Dziennik Elbląski napisał:
Miało być usunięcie nadżerki. Skończyło się na podstępnym usunięciu ciąży - wynika z ustaleń prokuratury. Wstrząsająca sprawa z Działdowa znajdzie swój finał w elbląskim Sądzie Okręgowym. Przed sądem staną ginekolog, anestezjolog i położna oskarżeni o podstępne usunięcie ciąży.
Kolejny lekarz oraz narzeczony kobiety w tym samym procesie odpowiedzą za podżeganie do podstępnego usunięcia ciąży.
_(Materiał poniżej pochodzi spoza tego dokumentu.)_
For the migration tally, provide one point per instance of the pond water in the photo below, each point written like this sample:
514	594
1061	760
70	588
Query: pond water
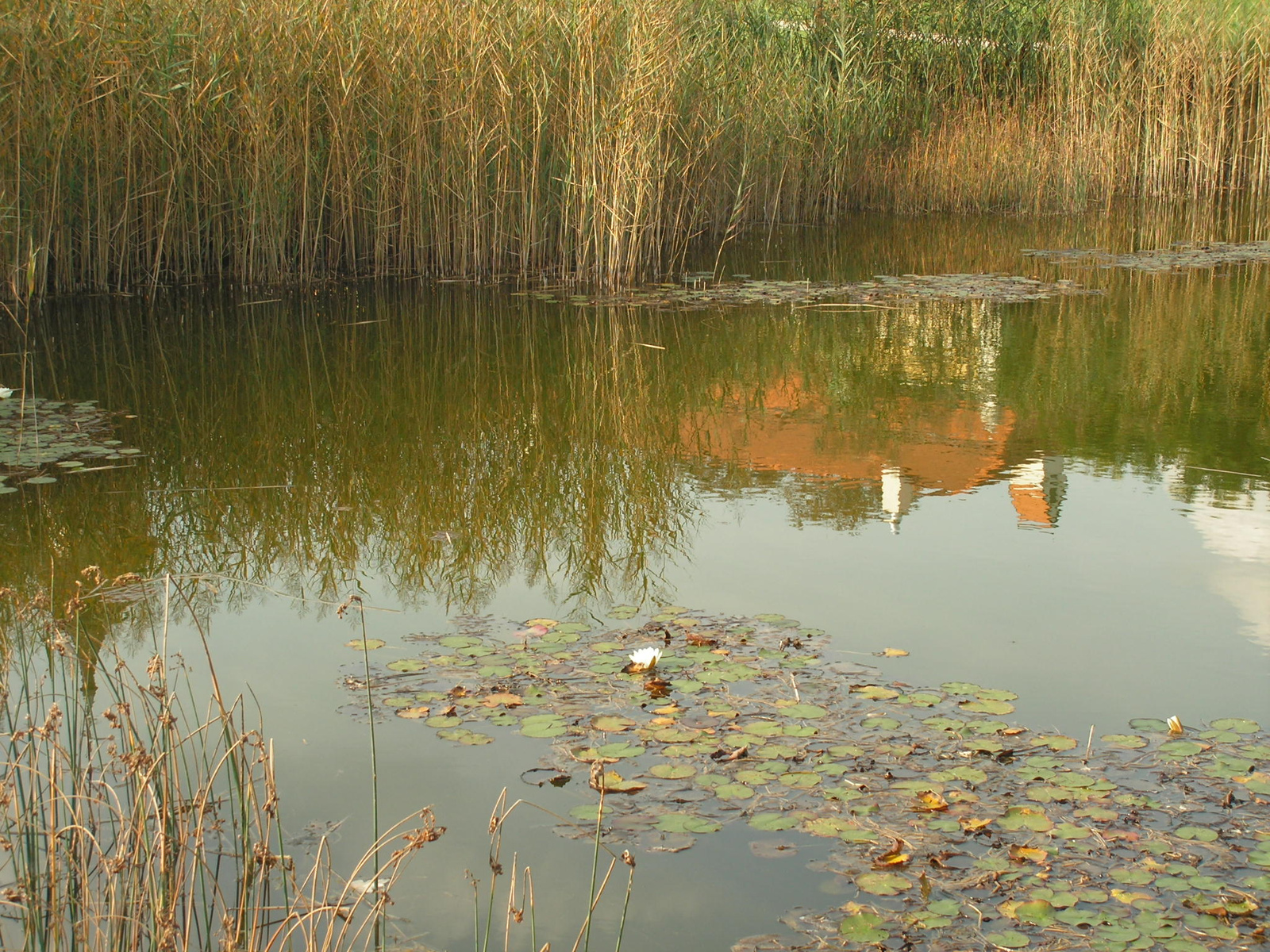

Wszystkim grozi kara od sześciu miesięcy do ośmiu lat więzienia. Śledztwo w tej sprawie rozpoczęło się w maju ub. roku, kiedy na policję zgłosiła się dwudziestokilkuletnia kobieta. (...) Lekarz, który wykonywał badanie, zaprosił pacjentkę do prywatnego gabinetu, aby usunąć nadżerkę. Zabieg został wykonany w całkowitym znieczuleniu. (...) Po pewnym czasie kobieta zauważyła, że zniknęły objawy ciąży. Kiedy zorientowała się, że nie jest w ciąży powiadomiła prokuraturę.
Cały artykuł w Dzienniku Elbląskim.
to fajne miała chłopaka, brak słów...
Szybka reakcja tej kobitki. Napewno strasznie się tym nie zmartwiła...
własnie chyba się zmarwiła, dlatego sprawcy znależli się w prokuraturze
onia30:Ty widocznie byś się nie zmartwiła...Nie sądź kogoś według siebie.